Interviews: Best Practices in Community Policing

Kevin Allen

Kevin Allen, Director of the San Francisco Office of Citizen Complaints

POV: How did civilian oversight develop in San Francisco? How does your office work?

Kevin Allen, Director of the San Francisco Office of Citizen ComplaintsKevin Allen: In 1982 voters put the Office of Citizen Complaints on the ballot, so that's when we were created. It was created by an amendment to the city charter, so any changes would also have to be made that way. In 1995 the charter was amended to state that our office must have one investigator per 150 officers. Before that, the office was somewhat understaffed, with five to seven investigators for the whole department.

We investigate every complaint about policing that comes in, when the officer is either on-duty or acting in a position of authority by identifying him- or herself as a police officer. We receive complaints in person, over the phone, or through our website. Complainants can be anonymous. After a complaint is filed, we have one year to investigate and make recommendations about imposing discipline. We can't impose discipline, and we don't recommend specific discipline. We make our recommendations to the chief, or, if we feel the complaint is very serious, directly to the police commission. The whole process is confidential, until a discipline recommendation is made. The chief can only discipline officers by suspending them for up to ten days. If it's more serious, we'll ask that it go to the commission. Cases of excessive force, lying by a police officer, and cases that have drawn a lot of public attention will go to the commission a lot of the time.

POV: Civilian oversight is popular in a number of cities, but its effects have varied. What are the keys to making civilian oversight effective in San Francisco?

Allen: We have complete autonomy. We're our own department of the mayor. And though the commission oversees what we do, we receive a separate budget from the mayor's office. We have so many investigators [because of the 1995 amendment] it makes it a bit easier to get through the investigations. One thing we gained through Proposition H [a ballot initiative passed in 2003] -- before, if we wanted the police chief to send a complaint on to the commission, and the chief disagreed, the commission could only urge the chief to send it on them. Now, if the chief disagrees, and we feel that our findings are correct, we can go directly to the commission. It's given the commission more discretion to look it over and say, This should go to the public and be heard in front of us." If we turn the case over to the chief, and the chief holds the case, we can turn around and do that verified complaint procedure, sending it directly to the commission.

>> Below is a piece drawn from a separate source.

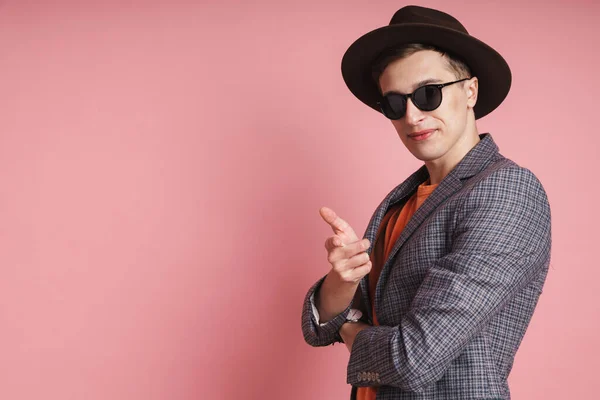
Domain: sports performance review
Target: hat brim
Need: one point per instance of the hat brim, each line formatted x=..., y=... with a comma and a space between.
x=485, y=63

POV: Are civilian oversight boards and police departments inherently opposing interests? Can there be effective partnerships between them?

Allen: By its very nature, the process is somewhat adversarial. In my opinion, I think that the department could use us as management tools. When we get complaints that have merit, I would think they would want to know that so that they can improve public safety and efficiency. There is still some tension between the police department and the Office of Citizen Complaints, but what we're really trying to get them to understand is that we do what we have to do by law. The public's pretty hard on the police department. One big knock on the department is that they're violating civil rights, with unnecessary searches, unnecessary force, and harassment. The public supports the police, but they don't necessarily support what the police are doing right now. One knock on the OCC is that what we do is confidential. We get maybe 1000 cases a year, and we sustain about 10 percent of those. That doesn't necessarily mean something didn't happen, but that we couldn't prove it. In the last year, the complaint was that the commission doesn't do anything, that it wasn't coming down hard enough on officers, allowing them to run wild.

POV: How do your investigations begin? Is there any sort of automatic review process in place, for example in police shooting incidents?

Allen: Most of our jurisdiction comes from complaints. If there is a shooting by a police officer, we're one of several agencies that are called. We can have an investigator on the scene, while the crime scene investigators are on the scene. The homicide division does a review, and the management control division of the police department does an investigation. We can review their findings. Also, we look for policy failures that may be partly responsible, and we can make recommendations about policy, usually six to eight months later. Some of our recommendations have focused on contact between the police and non-English-speaking people. Our recommendations included getting more people who speak different languages, whether police officers or not, and including them from the beginning, rather than trying to translate later or using broken English. When we make recommendations like that, we make them public.

POV: What new developments would you like to see in community oversight?

Allen: For investigative purposes, we'd like to see a trial run of cameras in police cars. When people are doing investigations, film can be more telling. We are actually expanding our own services as well. We have a mediation program now, but it's pretty perfunctory. We'd like to get officers sitting down with citizens more, talking about incidents.

Kevin Allen was a public defender in San Francisco for four years. He has been the director of the San Francisco Office of Citizen Complaints since 2003.